Constats de la commission
Constats établis par la commission dans l'avant-propos du président (p. 13–84).
- L'avant-propos est signé par le président de la commission d'enquête, Jérémie Patrier-Leitus, et exprime ses positions personnelles distinctes de celles du rapporteur Charles Alloncle. (p. 13)
- La commission d'enquête a été créée le 28 octobre 2025 par le groupe Union des droites pour la République (UDR), allié au Rassemblement National, dans le cadre de son droit de tirage annuel. (p. 16)
- La commission a mené 67 auditions, entre le 25 novembre 2025 et le 8 avril 2026, et a entendu 234 personnes sous serment durant plus de 150 heures. (p. 17)
- Caroline Lang, qui devait être entendue lors d'une table ronde, n'a pas été auditionnée car elle a démissionné de ses fonctions de déléguée générale du Syndicat de la production indépendante avant l'audition, et le parquet national financier a ensuite ouvert une enquête préliminaire la visant. (p. 17)
- Les anciens présidents de la République Nicolas Sarkozy et François Hollande n'ont pas souhaité répondre aux convocations, en application de l'article 67 de la Constitution. (p. 18)
- Le président déclare avoir reçu « des dizaines de courriers » de personnes auditionnées se plaignant de propos « mensongers, voire diffamatoires » ou sortis de leur contexte tenus ou relayés par le rapporteur. (p. 21)

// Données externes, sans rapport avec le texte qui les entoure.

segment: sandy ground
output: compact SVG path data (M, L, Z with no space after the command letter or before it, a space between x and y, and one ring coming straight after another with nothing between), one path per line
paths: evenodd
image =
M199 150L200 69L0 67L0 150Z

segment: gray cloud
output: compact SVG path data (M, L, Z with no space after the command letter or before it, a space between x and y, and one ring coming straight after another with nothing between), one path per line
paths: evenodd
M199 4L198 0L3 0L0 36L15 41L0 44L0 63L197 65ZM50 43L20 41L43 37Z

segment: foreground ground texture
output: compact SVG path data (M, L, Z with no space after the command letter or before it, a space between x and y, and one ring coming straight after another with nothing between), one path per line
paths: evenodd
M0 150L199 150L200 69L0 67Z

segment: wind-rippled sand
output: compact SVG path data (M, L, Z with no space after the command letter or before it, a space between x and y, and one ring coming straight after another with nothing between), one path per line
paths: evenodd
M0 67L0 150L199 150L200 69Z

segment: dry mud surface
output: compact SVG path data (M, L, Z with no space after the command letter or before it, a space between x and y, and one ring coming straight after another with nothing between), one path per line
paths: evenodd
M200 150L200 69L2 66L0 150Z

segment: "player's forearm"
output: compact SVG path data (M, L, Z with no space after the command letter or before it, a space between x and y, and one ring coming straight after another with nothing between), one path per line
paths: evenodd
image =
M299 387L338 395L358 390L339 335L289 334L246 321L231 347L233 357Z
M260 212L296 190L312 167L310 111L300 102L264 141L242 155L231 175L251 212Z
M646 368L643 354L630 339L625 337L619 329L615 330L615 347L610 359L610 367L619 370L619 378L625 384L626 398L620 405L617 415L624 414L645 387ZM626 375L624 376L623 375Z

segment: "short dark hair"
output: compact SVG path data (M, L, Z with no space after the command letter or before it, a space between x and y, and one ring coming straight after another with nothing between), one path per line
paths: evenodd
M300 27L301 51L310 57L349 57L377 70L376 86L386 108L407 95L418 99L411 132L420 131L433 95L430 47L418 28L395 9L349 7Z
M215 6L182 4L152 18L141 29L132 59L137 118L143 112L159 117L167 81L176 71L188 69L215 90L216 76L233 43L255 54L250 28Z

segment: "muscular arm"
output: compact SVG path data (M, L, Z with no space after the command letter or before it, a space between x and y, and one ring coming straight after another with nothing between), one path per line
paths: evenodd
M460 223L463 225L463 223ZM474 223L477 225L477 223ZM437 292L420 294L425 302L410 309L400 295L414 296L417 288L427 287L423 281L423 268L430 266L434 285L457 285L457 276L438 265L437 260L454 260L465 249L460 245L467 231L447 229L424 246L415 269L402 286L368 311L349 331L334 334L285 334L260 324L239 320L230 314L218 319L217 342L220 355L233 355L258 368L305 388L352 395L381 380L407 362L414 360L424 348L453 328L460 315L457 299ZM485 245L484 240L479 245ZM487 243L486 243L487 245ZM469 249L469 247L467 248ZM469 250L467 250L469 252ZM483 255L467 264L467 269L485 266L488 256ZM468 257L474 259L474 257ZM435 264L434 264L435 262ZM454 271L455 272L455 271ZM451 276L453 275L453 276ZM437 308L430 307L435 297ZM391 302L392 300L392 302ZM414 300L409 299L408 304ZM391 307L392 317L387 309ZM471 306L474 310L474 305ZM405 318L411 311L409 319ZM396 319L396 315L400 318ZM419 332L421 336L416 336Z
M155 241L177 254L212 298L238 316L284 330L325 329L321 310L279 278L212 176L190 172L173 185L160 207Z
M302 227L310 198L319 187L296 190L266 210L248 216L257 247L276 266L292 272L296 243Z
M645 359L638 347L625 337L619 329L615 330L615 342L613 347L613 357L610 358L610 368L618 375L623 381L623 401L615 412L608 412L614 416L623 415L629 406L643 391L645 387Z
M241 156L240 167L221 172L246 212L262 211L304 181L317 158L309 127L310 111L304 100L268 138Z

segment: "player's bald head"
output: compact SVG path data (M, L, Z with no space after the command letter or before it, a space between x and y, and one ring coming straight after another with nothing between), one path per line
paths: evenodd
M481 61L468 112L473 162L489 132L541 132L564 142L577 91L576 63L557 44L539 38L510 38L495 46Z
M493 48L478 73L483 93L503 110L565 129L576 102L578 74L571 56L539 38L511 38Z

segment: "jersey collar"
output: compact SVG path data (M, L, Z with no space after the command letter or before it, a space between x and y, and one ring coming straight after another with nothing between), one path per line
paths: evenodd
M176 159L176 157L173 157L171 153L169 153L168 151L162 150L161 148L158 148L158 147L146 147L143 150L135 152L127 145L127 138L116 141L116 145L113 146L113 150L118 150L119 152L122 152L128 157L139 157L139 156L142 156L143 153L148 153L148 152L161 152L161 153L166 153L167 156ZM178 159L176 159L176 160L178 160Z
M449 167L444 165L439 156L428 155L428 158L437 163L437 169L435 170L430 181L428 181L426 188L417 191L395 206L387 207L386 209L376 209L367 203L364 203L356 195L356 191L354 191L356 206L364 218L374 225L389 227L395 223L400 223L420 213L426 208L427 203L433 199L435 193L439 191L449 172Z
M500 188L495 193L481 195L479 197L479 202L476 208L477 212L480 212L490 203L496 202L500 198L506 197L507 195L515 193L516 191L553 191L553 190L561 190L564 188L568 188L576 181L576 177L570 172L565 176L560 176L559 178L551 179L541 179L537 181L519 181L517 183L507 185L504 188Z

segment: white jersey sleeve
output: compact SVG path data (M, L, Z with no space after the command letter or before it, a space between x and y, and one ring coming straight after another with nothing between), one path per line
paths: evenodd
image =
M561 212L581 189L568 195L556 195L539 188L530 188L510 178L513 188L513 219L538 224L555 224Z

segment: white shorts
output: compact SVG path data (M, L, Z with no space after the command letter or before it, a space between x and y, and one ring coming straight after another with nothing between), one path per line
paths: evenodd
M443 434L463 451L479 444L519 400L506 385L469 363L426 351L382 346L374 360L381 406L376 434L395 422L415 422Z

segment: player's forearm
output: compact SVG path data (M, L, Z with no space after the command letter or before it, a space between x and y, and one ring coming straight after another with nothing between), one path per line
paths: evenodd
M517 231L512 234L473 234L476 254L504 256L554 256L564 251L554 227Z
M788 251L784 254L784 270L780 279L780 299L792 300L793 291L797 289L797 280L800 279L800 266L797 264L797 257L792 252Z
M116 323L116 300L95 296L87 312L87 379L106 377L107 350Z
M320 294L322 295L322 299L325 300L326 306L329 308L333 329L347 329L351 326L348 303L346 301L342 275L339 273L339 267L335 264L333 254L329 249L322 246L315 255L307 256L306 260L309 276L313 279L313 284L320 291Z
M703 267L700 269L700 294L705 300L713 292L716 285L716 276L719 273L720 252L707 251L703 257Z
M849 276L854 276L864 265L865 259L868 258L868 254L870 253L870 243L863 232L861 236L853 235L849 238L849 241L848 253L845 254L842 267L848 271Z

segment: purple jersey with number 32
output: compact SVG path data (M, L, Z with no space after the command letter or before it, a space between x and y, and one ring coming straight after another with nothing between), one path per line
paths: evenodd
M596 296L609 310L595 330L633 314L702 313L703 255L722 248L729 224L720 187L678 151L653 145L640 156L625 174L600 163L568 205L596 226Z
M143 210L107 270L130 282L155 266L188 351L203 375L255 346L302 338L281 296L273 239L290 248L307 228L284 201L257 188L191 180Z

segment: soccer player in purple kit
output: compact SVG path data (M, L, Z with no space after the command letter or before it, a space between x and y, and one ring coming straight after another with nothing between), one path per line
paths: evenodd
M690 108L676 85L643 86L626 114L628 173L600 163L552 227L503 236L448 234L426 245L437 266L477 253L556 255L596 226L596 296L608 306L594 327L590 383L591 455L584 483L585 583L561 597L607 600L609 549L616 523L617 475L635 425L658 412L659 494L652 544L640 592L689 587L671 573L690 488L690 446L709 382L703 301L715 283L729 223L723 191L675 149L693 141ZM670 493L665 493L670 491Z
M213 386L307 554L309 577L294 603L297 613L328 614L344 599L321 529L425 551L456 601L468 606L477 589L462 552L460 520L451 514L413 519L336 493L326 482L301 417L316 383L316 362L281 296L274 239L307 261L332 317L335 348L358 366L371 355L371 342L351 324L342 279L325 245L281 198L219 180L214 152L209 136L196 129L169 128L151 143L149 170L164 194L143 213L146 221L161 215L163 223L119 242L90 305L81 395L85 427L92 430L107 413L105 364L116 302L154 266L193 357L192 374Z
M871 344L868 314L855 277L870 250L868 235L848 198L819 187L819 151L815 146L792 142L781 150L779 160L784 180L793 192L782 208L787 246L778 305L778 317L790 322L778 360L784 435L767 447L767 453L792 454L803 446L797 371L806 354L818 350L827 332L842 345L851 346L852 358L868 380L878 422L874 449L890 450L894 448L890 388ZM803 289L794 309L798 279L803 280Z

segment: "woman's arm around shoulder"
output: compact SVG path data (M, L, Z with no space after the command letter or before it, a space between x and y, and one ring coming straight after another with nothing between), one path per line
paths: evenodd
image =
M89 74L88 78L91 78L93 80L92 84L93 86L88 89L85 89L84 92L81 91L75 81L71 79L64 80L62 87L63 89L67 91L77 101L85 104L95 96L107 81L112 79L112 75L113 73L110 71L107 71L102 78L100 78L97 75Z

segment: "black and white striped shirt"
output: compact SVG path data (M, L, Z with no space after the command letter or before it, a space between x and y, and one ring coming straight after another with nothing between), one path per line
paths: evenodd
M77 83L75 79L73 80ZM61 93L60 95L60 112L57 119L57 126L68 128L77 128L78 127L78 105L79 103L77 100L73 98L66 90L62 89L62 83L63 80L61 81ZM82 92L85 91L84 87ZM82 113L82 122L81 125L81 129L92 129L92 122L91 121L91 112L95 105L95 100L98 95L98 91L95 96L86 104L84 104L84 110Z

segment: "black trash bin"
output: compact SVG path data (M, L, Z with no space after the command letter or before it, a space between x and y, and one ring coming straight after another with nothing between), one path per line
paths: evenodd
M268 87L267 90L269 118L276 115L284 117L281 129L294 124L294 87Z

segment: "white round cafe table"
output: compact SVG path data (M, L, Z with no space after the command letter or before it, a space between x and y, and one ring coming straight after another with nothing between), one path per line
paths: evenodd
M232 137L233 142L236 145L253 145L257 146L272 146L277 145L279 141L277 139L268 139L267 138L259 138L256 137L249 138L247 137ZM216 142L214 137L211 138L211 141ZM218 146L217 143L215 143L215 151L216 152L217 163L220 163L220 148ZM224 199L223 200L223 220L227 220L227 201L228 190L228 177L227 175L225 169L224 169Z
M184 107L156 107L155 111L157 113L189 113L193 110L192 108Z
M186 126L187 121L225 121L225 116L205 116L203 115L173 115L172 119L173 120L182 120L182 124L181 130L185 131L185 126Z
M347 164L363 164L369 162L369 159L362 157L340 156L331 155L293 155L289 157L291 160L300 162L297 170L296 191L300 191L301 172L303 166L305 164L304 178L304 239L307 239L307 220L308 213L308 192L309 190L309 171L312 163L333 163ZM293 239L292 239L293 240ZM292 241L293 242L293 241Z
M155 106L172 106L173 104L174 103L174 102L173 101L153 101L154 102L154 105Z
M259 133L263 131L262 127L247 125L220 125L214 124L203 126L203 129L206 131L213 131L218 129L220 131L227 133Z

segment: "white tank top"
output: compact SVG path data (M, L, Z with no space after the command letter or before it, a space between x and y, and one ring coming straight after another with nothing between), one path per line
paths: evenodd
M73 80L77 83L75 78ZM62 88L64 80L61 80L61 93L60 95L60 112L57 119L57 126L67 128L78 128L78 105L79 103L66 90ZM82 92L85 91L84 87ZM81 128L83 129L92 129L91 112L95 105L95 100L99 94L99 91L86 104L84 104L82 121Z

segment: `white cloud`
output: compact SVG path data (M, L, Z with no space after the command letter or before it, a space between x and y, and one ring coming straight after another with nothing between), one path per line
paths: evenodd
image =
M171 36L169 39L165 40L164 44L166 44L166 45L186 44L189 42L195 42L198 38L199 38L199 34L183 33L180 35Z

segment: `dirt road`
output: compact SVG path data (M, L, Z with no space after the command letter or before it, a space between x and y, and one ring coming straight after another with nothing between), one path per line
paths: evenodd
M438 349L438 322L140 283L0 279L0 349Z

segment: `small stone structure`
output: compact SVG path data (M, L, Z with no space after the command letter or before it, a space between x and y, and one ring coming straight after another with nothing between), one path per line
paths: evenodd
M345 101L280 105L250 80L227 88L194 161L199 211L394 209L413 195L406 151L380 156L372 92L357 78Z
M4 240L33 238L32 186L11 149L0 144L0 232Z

- Le président indique avoir saisi l'autorité judiciaire pour parjure concernant les propos de M. Cordival. (p. 22)
- Plusieurs changements ont eu lieu au sein de l'audiovisuel public pendant la commission : réorganisation profonde de France Télévisions annoncée en janvier 2026 ; mise en place d'un baromètre du pluralisme à Radio France annoncée en décembre 2025 ; nomination de Philippe Corbé à la tête de l'information de France Télévisions en remplacement d'Alexandre Kara ; démission d'Adèle Van Reeth de la tête de France Inter, remplacée par Céline Pigalle en mars. (p. 23)
- L'Arcom a confié pendant la commission à Bruno Lasserre, vice-président honoraire du Conseil d'État, une mission sur la notion d'impartialité. (p. 23)
- Le rapport de la mission Lasserre n'a pas été connu avant la fin des travaux de la commission. (p. 23)
- L'audiovisuel public représente 4 milliards d'euros de fonds publics. (p. 23)
- Le rapporteur a réalisé 36 interventions médiatiques recensées (dont 11 à la radio et 10 à la presse écrite) tout au long de la commission. (p. 25)
- Le rapporteur a fait le choix d'une utilisation massive des réseaux sociaux : plus de 330 posts sur X, 80 publications recensées sur Facebook, 90 sur Instagram, allant jusqu'au tweet en temps réel des auditions. (p. 25)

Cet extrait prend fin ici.